Le mani le tremano, riesce a rispondere solo dopo alcuni tentativi.
– Massimo… Massimo, voglio entrare. – piagnucola.
– Ciao Francesca.
– Mi hai chiuso tu qui fuori?
– Sì.
– Voglio entrare! – grida la donna con tutta la voce che le è rimasta – Fammi entrare.
– Non posso.
– Come… perché… perché non puoi?
– Non lo so.
– Che, significa?
– Non lo so.
– È impossibile, deve esserci un motivo.
– Non sempre, Francesca, non sempre c’è un motivo quando tocca a te, morire.

Francesca non sa che altro dire, resta pietrificata, immobile.
Senza preavviso un sibilo attraversa l’aria, qualcosa le cade sulle spalle e la stringe al collo.
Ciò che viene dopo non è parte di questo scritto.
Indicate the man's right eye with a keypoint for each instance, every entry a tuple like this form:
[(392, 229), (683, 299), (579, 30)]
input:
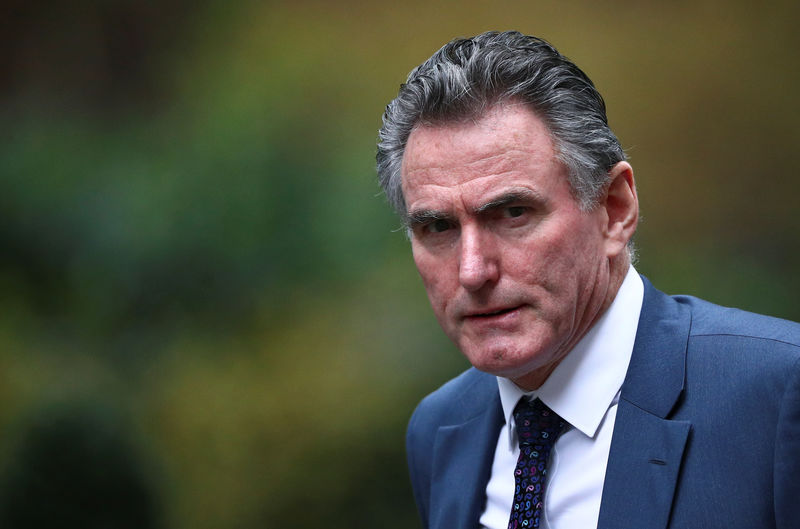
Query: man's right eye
[(439, 225)]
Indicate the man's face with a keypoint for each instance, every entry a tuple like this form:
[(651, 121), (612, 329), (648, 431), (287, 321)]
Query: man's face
[(515, 271)]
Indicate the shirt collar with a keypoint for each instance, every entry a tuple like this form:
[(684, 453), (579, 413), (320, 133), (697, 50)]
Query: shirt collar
[(586, 382)]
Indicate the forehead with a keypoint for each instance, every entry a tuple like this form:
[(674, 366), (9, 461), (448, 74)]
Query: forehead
[(507, 145)]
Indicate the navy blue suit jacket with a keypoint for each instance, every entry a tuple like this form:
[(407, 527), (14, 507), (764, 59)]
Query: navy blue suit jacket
[(707, 433)]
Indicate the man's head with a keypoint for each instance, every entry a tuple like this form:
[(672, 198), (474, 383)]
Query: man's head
[(519, 237), (467, 76)]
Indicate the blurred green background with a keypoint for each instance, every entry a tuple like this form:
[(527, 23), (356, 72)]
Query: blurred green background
[(207, 316)]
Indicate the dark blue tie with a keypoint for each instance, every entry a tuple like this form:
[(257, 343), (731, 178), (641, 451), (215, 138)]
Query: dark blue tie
[(538, 427)]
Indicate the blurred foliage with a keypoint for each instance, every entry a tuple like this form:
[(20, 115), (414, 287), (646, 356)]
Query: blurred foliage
[(204, 297)]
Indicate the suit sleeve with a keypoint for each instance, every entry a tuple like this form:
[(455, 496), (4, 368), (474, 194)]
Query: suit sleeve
[(418, 448), (787, 456)]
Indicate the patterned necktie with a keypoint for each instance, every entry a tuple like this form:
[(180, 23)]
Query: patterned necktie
[(538, 428)]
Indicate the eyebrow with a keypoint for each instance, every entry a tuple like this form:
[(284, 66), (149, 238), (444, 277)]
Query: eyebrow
[(424, 216)]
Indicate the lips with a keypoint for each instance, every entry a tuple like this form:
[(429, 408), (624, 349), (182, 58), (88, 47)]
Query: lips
[(492, 313)]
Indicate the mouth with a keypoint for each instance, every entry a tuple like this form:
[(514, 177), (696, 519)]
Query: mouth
[(494, 313)]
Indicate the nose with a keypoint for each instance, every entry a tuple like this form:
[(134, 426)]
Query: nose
[(477, 265)]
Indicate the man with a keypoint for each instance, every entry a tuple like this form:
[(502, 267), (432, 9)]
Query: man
[(595, 400)]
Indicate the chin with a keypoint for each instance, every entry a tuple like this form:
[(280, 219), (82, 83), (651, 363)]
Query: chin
[(509, 361)]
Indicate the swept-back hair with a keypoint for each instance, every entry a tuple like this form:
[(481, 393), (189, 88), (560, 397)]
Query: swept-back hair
[(467, 76)]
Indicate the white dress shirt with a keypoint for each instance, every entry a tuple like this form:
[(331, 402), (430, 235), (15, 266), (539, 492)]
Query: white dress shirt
[(584, 390)]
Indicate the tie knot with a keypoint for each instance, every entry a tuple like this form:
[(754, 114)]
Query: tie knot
[(536, 423)]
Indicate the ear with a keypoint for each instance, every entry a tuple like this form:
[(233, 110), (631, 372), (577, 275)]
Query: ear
[(621, 206)]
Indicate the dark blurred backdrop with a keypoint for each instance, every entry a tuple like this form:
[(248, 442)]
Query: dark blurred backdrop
[(207, 316)]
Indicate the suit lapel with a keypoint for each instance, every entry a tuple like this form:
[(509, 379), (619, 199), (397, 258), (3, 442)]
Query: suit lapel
[(647, 448), (463, 455)]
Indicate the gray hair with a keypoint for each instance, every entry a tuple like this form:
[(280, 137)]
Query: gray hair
[(467, 76)]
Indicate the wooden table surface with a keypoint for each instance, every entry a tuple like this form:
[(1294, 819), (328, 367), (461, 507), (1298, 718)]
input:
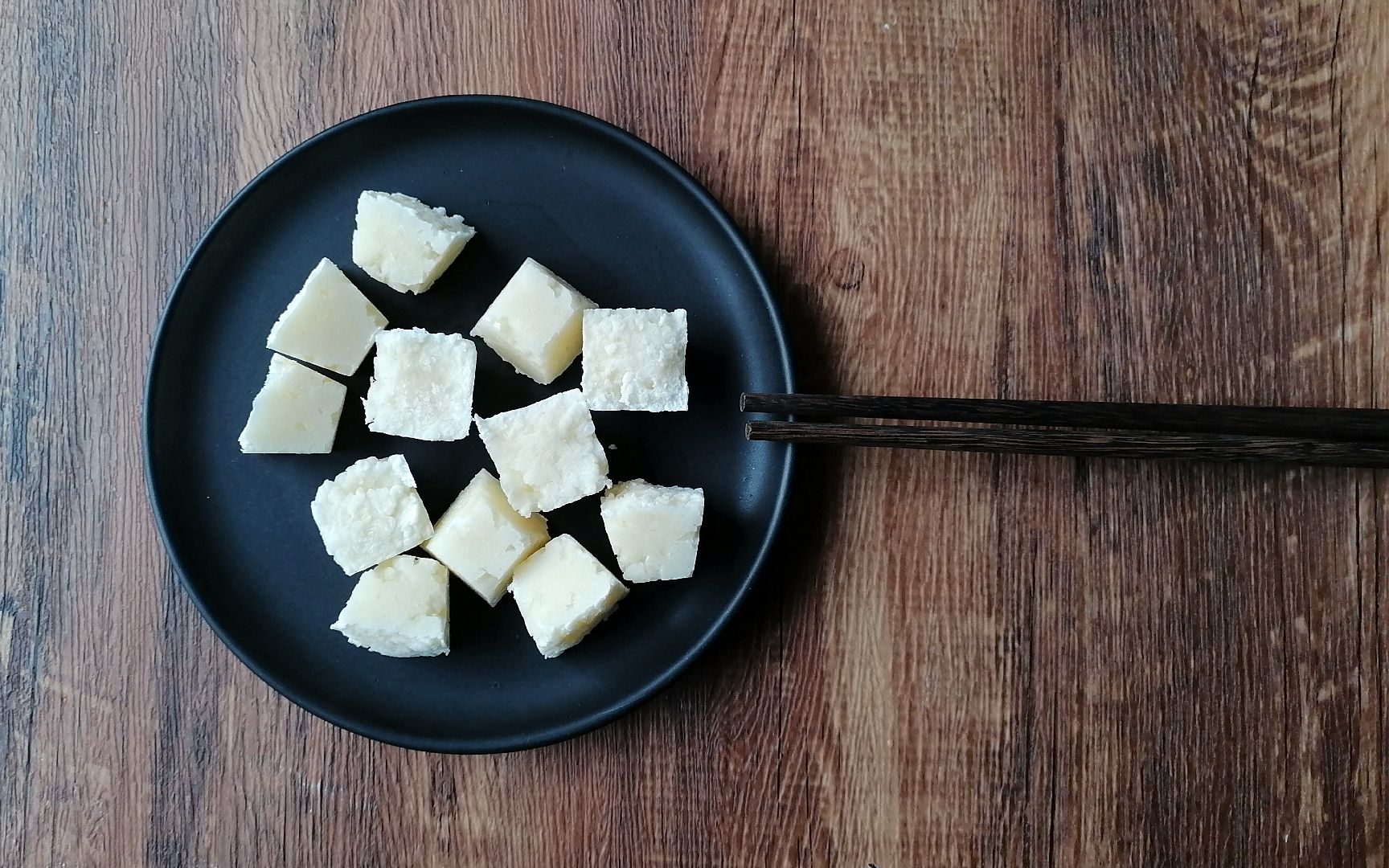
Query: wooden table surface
[(956, 658)]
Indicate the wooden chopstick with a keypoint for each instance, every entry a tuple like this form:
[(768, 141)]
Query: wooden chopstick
[(1313, 423), (1081, 444)]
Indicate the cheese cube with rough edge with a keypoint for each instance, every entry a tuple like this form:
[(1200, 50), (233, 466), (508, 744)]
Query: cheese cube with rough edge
[(421, 385), (535, 324), (328, 322), (371, 511), (403, 242), (399, 608), (481, 539), (654, 530), (635, 360), (295, 411), (546, 453), (563, 592)]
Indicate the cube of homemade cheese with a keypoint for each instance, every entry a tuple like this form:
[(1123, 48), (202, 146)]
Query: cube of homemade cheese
[(546, 453), (481, 538), (635, 360), (399, 608), (403, 242), (295, 411), (563, 592), (654, 530), (421, 385), (328, 322), (536, 324), (370, 511)]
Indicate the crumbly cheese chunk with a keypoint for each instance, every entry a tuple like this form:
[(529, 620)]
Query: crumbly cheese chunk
[(535, 324), (421, 385), (481, 539), (654, 530), (403, 242), (546, 453), (371, 511), (635, 360), (563, 592), (328, 322), (295, 411), (399, 608)]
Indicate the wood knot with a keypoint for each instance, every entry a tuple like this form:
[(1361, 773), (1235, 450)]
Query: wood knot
[(845, 270)]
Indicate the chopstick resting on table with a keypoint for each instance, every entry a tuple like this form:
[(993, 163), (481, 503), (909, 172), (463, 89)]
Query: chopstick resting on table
[(1194, 432)]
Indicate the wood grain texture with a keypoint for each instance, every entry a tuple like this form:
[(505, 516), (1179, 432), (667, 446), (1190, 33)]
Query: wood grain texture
[(959, 660)]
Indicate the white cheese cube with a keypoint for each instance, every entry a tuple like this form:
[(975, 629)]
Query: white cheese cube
[(563, 592), (370, 511), (546, 453), (635, 360), (481, 539), (654, 530), (403, 242), (328, 322), (421, 385), (536, 324), (295, 411), (399, 608)]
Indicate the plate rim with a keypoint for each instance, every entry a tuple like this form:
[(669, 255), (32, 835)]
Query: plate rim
[(645, 692)]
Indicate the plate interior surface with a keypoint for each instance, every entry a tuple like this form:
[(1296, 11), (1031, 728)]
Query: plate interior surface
[(608, 213)]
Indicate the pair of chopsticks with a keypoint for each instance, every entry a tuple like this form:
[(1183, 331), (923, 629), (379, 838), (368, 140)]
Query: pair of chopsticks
[(1194, 432)]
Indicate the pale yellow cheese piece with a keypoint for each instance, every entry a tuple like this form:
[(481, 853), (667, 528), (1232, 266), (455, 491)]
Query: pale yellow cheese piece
[(535, 324), (481, 539), (563, 592)]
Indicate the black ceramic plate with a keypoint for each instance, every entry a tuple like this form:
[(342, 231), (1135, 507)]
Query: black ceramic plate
[(612, 215)]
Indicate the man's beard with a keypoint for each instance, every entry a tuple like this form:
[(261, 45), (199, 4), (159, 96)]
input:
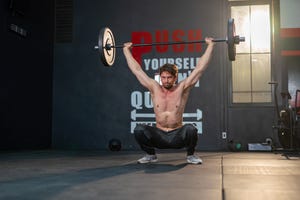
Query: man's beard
[(168, 86)]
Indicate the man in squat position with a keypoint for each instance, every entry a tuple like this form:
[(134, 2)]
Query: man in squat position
[(169, 101)]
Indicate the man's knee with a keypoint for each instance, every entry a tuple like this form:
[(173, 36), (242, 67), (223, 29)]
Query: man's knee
[(139, 131)]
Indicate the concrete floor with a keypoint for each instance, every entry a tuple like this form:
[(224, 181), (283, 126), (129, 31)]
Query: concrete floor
[(72, 175)]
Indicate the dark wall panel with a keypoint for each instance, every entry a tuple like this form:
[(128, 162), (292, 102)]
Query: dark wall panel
[(26, 74)]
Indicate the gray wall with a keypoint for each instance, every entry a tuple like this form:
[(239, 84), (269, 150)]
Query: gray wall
[(93, 103)]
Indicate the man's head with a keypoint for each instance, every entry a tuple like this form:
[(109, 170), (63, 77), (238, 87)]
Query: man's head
[(168, 75)]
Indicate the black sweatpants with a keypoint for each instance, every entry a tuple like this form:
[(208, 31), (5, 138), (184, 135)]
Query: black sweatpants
[(150, 137)]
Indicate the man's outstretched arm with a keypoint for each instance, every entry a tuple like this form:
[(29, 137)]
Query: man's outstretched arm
[(201, 66), (136, 68)]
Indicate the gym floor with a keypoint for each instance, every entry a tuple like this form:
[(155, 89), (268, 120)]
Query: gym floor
[(36, 175)]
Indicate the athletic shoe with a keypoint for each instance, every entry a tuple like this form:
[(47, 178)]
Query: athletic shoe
[(148, 159), (194, 159)]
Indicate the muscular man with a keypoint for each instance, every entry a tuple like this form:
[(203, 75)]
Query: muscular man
[(169, 100)]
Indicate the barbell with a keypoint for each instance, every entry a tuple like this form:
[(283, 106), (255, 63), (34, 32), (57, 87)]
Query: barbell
[(107, 46)]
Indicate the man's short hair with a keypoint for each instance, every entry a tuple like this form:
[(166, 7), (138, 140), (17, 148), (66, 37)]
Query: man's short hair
[(171, 68)]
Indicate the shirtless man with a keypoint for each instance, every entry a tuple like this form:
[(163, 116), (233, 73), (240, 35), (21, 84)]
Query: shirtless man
[(169, 100)]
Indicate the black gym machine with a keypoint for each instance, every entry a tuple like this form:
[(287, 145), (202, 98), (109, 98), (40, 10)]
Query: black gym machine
[(288, 117)]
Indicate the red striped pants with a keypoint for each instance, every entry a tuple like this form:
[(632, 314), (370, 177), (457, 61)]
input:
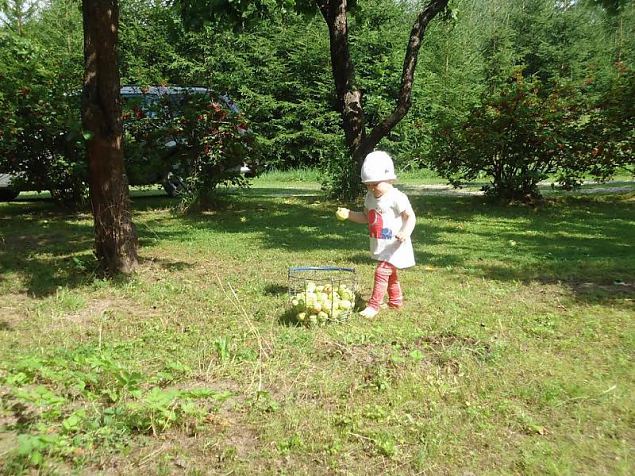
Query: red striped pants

Lascia cadere il cellulare, con entrambe le mani afferra quella che sembra essere una corda e tira con tutte le forze rimaste.
La corda fa un altro doppio giro, stringendo gambe e braccia, uno strattone e la donna si trova supina nell’erba.
Poi ancora quella voce.
cun una côrda e cun una ligazza,
la liga i bei babèn pu la i amazza
sono le ultime parole che sente.
Fauci acuminate aprirsi in mezzo a orride bende, le ultime cose che vede.